San Bernardino Fire Station 10The outsourcing of a 137-year-old Fire Department and a proposed $143-per-year tax on parcel owners is part of the price for keeping this bankrupt city from “catastrophe,” the City Council decided on a 4-3 vote Monday.

The move follows the advice of several sets of consultants — those responsible for a post-bankruptcy plan that included outsourcing and new revenues that the council approved 6-1, and firefighting experts — but came against heavy opposition from residents.

City officials’ advocacy of the plan began by saying the city’s ability to continue in bankruptcy court, while continuing as a city, was dependent on moving forward.

The council’s vote authorizes city staffers to begin negotiating with the county and County Fire District over the terms of the annexation, with another City Council vote coming to approve those.

That could take 60 days, City Manager Allen Parker said.

If the proposal gets to the Local Agency Formation Commission in 60 days, there’s no guarantee it will be approved by July 2016, possibly meaning it couldn’t happen until the next fiscal year began in July 2017, according to Kathleen Rollings-McDonald, executive officer of that county agency.

LAFCO, as the commission is known, will have to study the proposal, hold public meetings and make decisions on it.

A citizen vote is not required, but it could be if enough people formally protest to LAFCO.

As proposed, firefighting responsibility would go to the county fire department, which operates 56 fire stations for unincorporated areas of the county and seven incorporated cities including Fontana, which has a population only 10,000 smaller than San Bernardino’s 213,000.

The county department is based in San Bernardino and would provide fire coverage using county stations on the city’s borders in Muscoy and Devore, said County Fire Chief Mark Hartwig.

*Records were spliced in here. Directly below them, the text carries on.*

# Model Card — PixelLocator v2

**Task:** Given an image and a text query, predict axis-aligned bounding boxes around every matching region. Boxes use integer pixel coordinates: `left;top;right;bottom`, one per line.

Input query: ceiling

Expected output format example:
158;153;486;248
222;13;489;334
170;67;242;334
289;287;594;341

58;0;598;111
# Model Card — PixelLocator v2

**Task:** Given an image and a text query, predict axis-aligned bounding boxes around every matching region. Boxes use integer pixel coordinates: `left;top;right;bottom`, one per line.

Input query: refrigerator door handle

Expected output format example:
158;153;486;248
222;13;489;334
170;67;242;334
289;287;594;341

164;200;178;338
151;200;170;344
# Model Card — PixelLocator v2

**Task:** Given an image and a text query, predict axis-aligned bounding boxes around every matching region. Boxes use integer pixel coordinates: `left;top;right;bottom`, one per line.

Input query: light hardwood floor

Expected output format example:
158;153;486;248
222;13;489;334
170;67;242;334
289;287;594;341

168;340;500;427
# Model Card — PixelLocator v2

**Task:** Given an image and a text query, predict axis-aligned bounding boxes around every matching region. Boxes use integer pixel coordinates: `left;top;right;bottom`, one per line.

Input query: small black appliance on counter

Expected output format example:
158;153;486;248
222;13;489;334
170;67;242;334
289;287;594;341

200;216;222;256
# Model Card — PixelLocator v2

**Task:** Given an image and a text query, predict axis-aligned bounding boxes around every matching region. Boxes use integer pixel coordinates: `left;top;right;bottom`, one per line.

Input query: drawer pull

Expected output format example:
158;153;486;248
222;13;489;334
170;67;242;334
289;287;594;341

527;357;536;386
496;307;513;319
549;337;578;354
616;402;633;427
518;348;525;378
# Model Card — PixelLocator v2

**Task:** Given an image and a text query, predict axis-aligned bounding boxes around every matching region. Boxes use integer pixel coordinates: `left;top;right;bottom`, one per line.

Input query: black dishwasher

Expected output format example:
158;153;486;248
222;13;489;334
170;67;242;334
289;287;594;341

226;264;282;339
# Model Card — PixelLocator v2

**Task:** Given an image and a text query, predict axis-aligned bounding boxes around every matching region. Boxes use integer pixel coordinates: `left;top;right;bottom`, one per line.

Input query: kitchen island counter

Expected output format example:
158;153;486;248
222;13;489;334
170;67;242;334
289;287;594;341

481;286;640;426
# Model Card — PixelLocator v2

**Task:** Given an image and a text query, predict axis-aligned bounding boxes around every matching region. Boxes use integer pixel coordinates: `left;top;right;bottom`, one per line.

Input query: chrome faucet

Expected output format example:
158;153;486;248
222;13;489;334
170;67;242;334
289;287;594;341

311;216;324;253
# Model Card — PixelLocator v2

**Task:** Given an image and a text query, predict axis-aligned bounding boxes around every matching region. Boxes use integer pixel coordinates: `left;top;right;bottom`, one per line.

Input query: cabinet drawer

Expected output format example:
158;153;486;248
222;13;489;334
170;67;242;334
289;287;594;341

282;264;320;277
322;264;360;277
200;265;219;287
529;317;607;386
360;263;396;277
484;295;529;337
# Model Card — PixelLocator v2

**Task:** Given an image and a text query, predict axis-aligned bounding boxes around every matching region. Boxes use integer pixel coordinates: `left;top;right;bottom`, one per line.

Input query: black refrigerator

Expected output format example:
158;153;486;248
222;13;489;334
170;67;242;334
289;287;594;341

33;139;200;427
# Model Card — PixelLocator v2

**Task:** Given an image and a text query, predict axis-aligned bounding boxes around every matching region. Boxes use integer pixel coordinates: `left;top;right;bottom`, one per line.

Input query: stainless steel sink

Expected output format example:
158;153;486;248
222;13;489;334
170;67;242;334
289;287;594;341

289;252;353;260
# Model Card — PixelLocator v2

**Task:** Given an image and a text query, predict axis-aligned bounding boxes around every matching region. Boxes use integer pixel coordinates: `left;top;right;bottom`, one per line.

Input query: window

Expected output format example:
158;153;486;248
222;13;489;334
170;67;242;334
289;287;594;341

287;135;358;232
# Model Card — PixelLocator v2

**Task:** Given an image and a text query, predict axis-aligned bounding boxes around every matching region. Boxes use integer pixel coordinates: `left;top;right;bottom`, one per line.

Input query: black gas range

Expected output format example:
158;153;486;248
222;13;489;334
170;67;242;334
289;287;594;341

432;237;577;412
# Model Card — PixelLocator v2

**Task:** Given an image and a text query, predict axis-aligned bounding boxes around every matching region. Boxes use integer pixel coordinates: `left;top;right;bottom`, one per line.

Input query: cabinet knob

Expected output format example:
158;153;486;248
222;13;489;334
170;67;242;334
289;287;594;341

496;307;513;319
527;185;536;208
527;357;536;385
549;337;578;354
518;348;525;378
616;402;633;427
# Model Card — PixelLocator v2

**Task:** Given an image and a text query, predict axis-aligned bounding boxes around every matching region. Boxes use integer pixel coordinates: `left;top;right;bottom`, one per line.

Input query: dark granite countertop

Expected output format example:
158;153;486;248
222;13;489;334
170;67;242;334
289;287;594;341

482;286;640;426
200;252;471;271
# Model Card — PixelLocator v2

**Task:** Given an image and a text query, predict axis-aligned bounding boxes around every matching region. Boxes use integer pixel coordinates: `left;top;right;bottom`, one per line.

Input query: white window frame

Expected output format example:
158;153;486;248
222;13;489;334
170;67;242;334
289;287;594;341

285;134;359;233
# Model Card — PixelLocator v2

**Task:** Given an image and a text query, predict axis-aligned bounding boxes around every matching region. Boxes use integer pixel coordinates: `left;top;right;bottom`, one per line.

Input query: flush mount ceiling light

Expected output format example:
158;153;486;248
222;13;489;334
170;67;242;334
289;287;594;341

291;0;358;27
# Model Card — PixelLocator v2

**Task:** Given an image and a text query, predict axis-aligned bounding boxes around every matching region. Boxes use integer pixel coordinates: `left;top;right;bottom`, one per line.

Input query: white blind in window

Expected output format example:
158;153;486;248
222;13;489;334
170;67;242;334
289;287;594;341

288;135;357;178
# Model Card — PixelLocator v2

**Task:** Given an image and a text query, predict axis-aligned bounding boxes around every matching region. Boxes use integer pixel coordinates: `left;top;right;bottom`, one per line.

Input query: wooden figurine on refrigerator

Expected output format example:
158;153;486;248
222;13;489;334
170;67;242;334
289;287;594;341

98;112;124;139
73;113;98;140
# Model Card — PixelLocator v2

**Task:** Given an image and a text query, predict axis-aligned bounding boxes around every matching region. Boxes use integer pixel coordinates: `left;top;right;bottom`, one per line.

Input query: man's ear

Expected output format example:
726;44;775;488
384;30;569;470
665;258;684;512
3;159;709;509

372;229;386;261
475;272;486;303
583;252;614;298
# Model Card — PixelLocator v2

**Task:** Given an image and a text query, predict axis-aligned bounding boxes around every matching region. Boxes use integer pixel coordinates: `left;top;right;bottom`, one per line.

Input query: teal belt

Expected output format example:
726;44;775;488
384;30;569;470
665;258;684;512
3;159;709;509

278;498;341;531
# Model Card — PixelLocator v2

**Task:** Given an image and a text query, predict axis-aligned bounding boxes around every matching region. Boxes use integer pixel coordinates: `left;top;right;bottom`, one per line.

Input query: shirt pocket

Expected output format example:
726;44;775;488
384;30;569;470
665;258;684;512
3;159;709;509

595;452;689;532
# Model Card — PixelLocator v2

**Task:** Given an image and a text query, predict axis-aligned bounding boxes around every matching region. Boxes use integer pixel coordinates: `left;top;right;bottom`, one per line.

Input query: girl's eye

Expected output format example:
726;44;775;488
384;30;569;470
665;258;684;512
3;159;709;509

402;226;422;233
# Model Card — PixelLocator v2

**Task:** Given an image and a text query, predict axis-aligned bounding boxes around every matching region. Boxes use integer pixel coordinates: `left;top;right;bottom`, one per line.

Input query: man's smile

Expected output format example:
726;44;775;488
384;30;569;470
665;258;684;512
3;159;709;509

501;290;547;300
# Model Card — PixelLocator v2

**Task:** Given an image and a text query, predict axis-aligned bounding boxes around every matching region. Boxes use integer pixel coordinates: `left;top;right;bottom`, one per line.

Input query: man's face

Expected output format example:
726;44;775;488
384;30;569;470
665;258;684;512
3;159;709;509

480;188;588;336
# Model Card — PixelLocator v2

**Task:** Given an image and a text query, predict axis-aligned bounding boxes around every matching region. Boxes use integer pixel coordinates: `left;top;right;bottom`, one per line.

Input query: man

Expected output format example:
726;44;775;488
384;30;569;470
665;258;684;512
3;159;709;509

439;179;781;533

Ten city fire stations would remain open, meaning that the two that stopped handling cars because of budget and staffing issues — Station 223 on Medical Center Drive and Station 230 on Arrowhead Avenue — would remain closed.

The county would have 41 firefighters on duty at all times, as opposed to 38 at a time that the city now fields.

They had requested proposals from entities interested in providing the city’s fire services by May 20, and got formal proposals from two: The county and a private firm called Centerra.

Citygate Associates recommended against Centerra. Surrounding fire departments said they might not agree to share resources with the private firm in emergencies — agencies typically rely on such mutual aid agreements — and there’s no guarantee charter cities will continue to be allowed to use a private firm, given that California cities operating under general law are already forbidden, said Citygate’s Stewart Gary.

In addition, Centerra doesn’t have experience with a city of San Bernardino’s size, Gary said.

Before the five-hour council meeting was over, Centerra said in an email that it was unfortunate the city hadn’t taken advantage of the savings they offered.

“The company helped the city shape a cost-effective bankruptcy recovery option they previously never had, which would have offered taxpayers a staggering savings of $70 million to more than $90 million over the next 10 years,” the email said. “Instead, the citizens have been left with no voice and the already financially-distraught community will be burdened with a proposed new tax totaling more than $80 million over the next 10 years in order to fund the outsourcing of services to the county fire district.”

The city’s management bargaining group — seven higher-ranked fire officials — wanted to present a counter-proposal Monday night that was outlined in a June 9 letter by then-Interim Fire Chief Larry Waterhouse.

But the presentation would violate the state’s open meeting law, because the agenda didn’t alert residents that the proposal would be considered and because the letter didn’t follow the established procedure for proposals, said City Attorney Gary Saenz.

Acting Fire Chief Tom Hannemann said after the meeting that he was disappointed not to be involved in the process and in the result.

“It’s a tragedy to lose 137 years of history,” Hannemann said. “It’s just a tragedy. That’s what I have to say.”

The county said it would offer jobs to all sworn firefighters, but no positions would be offered over the rank of captain.

In addition, the county said it would try to provide jobs for non-sworn employees, such as dispatchers, but would not guarantee it.